Ahora pueden ser sustituidas o por una válvula “biológica”, p. ej. una válvula de corazón de cerdo tratado para su uso en humanos o por una válvula mecánica fabricada con un material sintético.


Las válvulas cardiacas mecánicas son más duraderas, aunque hay un mayor riesgo de formación de coágulos. Para reducir el riesgo de coagulación, su médico puede prescribir un anticoagulante oral.


Trombosis venosa profunda y embolia pulmonar

La trombosis venosa profunda (TVP) se produce cuando se forma un coágulo de sangre en una vena. Por lo general se desarrolla en el músculo de la pantorrilla, con menos frecuencia en el muslo y, en ocasiones, en otras venas profundas de su cuerpo.

Algunos de son síntomas comunes de una TVP son:

  • Dolor en la pierna.
  • Enrojecimiento, hinchazón y sensación de tirantez, la piel se nota “tensa”.
  • Dolor.
  • Sin embargo, algunas TVP no presentan ningún síntoma.

Puede haber un mayor riesgo de TVP en las siguientes situaciones:

  • Inmovilidad prolongada, por ejemplo, en viajes largos en los que permanece sentado sin poder estirar las piernas ni moverse.
  • Una enfermedad que limite el movimiento o actividad normal.
  • Operaciones como la cirugía ortopédica o enfermedad que requiere un tratamiento como la quimioterapia.
  • Enfermedades genéticas o hereditarias.
  • Daño venoso existente de una TVP anterior.
  • La píldora anticonceptiva y el tratamiento hormonal sustitutivo.
  • Embarazo.

     

Puede que algunas personas solo se den cuenta de que tienen TVP cuando desarrollan una embolia pulmonar como resultado de un coágulo de sangre en la pierna que se separa y es transportado a los pulmones por el torrente sanguíneo. La embolia pulmonar es una enfermedad muy grave.

Una embolia pulmonar (EP) es un coágulo de sangre en el pulmón que originalmente proviene de vasos sanguíneos más pequeños de la pierna. Un coágulo de una TVP viaja a los pulmones y por los vasos pulmonares hasta que llega a vasos más pequeños donde se aloja. Entonces, el coágulo impide el paso de la sangre a esta zona del pulmón lo que puede dar lugar a un ictus.

Los síntomas más frecuentes pueden ser:

  • Dolor torácico agudo que empeora cuando se respira hondo.
  • Insuficiencia respiratoria.
  • Hipotensión.
  • Transpiración.
  • Ansiedad.

Estos también pueden ser síntomas de otras enfermedades; sin embargo, la embolia pulmonar puede ser mortal, por lo que, si está Vd.
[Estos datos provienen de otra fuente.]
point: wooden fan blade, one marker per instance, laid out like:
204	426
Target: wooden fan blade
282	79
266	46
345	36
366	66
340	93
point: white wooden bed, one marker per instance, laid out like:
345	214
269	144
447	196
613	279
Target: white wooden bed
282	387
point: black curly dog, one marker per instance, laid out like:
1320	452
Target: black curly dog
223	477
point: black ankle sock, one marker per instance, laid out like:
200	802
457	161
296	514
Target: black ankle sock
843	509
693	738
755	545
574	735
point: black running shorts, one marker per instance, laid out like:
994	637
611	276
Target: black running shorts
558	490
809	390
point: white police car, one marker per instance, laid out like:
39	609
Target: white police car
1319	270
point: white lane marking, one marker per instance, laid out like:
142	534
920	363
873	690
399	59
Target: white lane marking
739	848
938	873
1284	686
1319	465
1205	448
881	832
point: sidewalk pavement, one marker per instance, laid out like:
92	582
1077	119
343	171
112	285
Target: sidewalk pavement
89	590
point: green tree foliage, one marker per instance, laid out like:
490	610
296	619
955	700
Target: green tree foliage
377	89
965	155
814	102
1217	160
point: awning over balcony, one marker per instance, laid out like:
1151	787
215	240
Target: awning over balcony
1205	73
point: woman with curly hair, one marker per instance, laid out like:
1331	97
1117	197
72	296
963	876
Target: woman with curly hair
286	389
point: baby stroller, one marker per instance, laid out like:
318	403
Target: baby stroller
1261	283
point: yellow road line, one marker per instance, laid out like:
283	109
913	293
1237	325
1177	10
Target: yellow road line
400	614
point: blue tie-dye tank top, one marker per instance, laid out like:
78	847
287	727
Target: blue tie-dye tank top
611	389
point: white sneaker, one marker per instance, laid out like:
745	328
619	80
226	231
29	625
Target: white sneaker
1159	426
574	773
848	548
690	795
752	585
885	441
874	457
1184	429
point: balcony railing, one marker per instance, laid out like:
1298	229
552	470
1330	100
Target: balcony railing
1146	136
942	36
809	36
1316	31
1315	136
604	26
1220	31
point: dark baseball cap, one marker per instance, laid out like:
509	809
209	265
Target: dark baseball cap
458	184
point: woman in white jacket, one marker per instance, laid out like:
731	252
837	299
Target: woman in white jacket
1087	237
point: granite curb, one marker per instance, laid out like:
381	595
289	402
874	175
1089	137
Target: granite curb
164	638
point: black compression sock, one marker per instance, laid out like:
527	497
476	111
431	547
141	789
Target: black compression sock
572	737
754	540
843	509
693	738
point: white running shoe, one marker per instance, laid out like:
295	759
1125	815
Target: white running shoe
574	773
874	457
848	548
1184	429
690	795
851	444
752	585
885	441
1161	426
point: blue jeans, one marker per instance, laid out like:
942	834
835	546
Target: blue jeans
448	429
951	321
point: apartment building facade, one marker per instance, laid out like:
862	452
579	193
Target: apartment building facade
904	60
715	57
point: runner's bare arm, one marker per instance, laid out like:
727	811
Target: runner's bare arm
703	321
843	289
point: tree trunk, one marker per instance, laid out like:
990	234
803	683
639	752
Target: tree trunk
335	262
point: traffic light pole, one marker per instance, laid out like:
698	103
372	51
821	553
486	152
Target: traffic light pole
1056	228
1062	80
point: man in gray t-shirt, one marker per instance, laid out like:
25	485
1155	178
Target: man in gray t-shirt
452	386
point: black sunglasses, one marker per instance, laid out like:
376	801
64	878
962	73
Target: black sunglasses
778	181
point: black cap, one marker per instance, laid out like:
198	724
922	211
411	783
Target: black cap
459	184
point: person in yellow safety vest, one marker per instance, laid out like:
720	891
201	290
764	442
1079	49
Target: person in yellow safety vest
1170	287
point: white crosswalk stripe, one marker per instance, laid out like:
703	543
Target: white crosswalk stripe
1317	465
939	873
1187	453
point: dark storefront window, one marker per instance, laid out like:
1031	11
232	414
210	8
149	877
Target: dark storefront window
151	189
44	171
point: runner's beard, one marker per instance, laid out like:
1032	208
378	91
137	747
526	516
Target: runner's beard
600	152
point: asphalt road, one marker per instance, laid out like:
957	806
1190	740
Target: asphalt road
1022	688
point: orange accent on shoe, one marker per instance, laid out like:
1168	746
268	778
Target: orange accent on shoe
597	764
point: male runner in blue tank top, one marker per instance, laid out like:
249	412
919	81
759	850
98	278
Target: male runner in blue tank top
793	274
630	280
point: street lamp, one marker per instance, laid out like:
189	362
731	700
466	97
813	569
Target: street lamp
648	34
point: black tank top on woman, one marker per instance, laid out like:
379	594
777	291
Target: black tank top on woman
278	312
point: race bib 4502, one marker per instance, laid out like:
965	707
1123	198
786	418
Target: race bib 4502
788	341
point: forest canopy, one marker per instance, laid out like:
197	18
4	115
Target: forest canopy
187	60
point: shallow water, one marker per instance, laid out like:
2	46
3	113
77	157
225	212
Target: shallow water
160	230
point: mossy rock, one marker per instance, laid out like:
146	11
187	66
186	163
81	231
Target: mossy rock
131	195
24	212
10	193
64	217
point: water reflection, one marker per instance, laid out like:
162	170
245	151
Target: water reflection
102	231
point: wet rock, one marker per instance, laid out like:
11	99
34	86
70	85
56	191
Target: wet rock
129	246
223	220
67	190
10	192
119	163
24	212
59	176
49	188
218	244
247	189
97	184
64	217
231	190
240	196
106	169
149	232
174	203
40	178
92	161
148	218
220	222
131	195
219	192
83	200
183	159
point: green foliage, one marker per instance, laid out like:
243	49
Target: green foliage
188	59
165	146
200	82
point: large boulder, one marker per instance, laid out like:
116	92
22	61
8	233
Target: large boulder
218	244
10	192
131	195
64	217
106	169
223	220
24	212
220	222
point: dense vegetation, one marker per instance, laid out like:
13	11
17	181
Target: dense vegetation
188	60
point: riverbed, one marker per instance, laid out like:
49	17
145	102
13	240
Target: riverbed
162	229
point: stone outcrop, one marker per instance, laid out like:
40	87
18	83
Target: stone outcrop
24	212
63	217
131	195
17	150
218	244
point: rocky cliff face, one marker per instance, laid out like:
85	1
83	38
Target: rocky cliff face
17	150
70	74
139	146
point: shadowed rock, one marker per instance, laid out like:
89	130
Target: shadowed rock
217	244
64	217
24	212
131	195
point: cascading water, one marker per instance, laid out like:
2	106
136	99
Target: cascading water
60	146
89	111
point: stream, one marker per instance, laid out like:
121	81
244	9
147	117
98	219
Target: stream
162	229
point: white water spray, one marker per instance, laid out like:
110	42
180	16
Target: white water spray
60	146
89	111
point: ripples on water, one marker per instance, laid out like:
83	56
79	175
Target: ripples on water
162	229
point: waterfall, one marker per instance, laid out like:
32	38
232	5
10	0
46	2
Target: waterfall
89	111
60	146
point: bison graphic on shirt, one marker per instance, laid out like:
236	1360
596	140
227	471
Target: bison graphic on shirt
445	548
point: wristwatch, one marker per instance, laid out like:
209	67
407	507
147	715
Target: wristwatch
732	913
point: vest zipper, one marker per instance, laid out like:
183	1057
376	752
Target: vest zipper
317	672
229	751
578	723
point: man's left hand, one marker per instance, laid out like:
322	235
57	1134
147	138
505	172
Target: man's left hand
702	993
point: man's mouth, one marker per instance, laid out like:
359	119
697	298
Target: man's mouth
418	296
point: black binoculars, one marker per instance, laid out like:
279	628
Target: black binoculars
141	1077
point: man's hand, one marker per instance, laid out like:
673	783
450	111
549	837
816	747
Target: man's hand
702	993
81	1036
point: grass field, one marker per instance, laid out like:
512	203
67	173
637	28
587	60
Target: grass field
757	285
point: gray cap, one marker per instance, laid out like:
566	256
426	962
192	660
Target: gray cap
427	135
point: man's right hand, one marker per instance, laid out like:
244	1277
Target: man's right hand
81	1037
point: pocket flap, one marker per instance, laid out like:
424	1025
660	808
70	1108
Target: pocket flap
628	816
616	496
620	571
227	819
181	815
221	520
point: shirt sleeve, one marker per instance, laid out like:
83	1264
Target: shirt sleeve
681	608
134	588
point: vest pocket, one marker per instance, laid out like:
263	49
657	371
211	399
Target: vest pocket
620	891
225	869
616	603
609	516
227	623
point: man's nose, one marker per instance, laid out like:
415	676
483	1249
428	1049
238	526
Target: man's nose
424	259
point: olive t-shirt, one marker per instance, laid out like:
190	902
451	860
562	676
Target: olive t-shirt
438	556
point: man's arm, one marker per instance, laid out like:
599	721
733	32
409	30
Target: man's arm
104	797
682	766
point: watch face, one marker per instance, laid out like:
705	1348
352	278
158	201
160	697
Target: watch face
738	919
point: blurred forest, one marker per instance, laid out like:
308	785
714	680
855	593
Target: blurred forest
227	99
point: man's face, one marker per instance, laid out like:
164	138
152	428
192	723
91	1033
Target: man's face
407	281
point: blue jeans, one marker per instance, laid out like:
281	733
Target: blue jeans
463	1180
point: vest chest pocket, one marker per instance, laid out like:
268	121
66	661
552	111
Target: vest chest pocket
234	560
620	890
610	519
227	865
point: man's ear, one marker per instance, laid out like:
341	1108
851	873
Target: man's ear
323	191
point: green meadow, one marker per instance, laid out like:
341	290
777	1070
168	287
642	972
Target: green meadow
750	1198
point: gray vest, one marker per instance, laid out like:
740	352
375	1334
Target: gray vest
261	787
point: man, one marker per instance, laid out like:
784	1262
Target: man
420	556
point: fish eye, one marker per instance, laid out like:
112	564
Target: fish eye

Preocupado, busque consejo médico o vaya al servicio de urgencias más cercano.

Las personas que sufren una EP pueden permanecer ingresadas en el hospital durante varios días hasta que le administran su medicación anticoagulante y se estabiliza. Pueden seguir en tratamiento anticoagulante durante seis meses o más.